Tuesday was hectic at work. I was impatiently waiting for the delivery of my new sit/stand desk to help relieve some of my fibro symptoms, I had a lot of actual work to do, and I spent a good portion of the morning on the phone with IT trying to find out why I suddenly couldn't save anything to my department drive. During the mess I missed a couple phone calls on my personal phone, and noting that they were an OHSU number and an unknown number, I assumed it was an appointment reminder and a spam call. When I finally got around to listening to the voicemail, I was greeted with a vague message to call my doctor's office (a little scary) and a call that dropped my stomach to my toes and got me impossibly hyper.
"Hi, this is Rebeccah from James John Head Start," the voicemail started. It dawned on me that we had in fact been placed on the waitlist months ago. "I'd like to let you know we have an AM spot for Simon if you're interested." As I do when I'm excited about something, I jumped right into the details: It's February, so he'd only have three months of school. He might not adjust in that time. Even so, it might help him adjust next fall. Or it could turn him off of school. It's only three hours a day, which is far longer than he's ever done anything, but short enough to get through. Better than jumping in to full day. Bob could get work done undisturbed! Except when he'd need to be in the class. Or maybe Simon will do better without us. Mark (early intervention teacher) will help him there instead of Swap! We won't be at Swap much, the kid will be far too exhausted. He's worn out after 30 minutes of gymnastics class, and it's not the physical activity that does it.
On and on and on. In the midst of the processing overdrive, I called, checked my chart, called again and saw they were just letting me know insurance denied a prescription, no concern there. Back to Simon. Bob and I chatted. I posted on Facebook. I remembered to get some work done. I decided to call back to say yes to the spot, knowing I could change my mind, and I really didn't want to miss our chance. We chatted, waffled, conferred, and decided we were definitely leaning toward going for it, but would wait to see what Mark had to say. We fully expected him to be enthusiastic about it, he brought us the application and was really disappointed when Simon didn't get in earlier. I sent him an email so that he'd have time to think it over before they met at Swap today.

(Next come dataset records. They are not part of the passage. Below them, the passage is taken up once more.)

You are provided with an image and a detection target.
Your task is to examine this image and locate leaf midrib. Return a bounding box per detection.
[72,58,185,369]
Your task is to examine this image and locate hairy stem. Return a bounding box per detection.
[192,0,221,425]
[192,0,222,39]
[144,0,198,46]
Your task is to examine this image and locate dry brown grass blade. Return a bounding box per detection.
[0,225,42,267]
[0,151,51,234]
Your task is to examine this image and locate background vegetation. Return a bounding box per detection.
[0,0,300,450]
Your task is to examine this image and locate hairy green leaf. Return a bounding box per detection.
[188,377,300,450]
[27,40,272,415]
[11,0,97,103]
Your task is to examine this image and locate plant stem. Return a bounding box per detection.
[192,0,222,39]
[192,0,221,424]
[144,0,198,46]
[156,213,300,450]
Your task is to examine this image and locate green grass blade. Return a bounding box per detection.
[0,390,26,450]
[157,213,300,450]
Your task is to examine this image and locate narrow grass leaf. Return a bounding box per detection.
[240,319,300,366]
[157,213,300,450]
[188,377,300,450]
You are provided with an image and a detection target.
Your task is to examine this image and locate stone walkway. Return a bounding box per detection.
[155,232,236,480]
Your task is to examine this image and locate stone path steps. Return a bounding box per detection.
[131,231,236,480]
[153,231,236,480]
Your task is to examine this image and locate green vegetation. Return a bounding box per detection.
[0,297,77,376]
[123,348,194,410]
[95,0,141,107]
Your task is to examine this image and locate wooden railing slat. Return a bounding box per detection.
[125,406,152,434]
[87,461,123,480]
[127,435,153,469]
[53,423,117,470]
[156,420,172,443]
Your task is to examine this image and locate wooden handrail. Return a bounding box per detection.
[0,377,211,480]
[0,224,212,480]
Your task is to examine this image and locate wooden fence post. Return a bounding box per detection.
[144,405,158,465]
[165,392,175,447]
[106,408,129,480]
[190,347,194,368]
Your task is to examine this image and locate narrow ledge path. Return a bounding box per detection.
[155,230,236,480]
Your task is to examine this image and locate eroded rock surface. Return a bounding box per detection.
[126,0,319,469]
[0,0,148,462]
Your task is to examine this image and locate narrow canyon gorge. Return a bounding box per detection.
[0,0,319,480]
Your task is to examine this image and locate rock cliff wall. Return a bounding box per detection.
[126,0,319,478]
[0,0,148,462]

No thinking needed to happen on Mark's end, before he even talked to Bob and knew if we were going to do it, he went to the Head Start, camera in hand, and took pictures of the teacher, the classroom, and the school to get a social story ready to prepare Simon. This county teacher randomly assigned to our family took this extra step before he knew what our answer would be. It's a touching indication of how much he cares for Simon, and I'm grateful this will give him a chance to see Simon at the school he'll go to in the fall. Head Start isn't in the same building of course, but it's the same location. Despite the adjustment concerns, and worry that tough three months will sour him to school, the opportunity to do it now and at James John is most likely going to give him a great experience to help him ease into Kindergarten next year. Every time I think about the reality of it, my guts flop again, but I'm really hopeful about the chance this will give him to do well.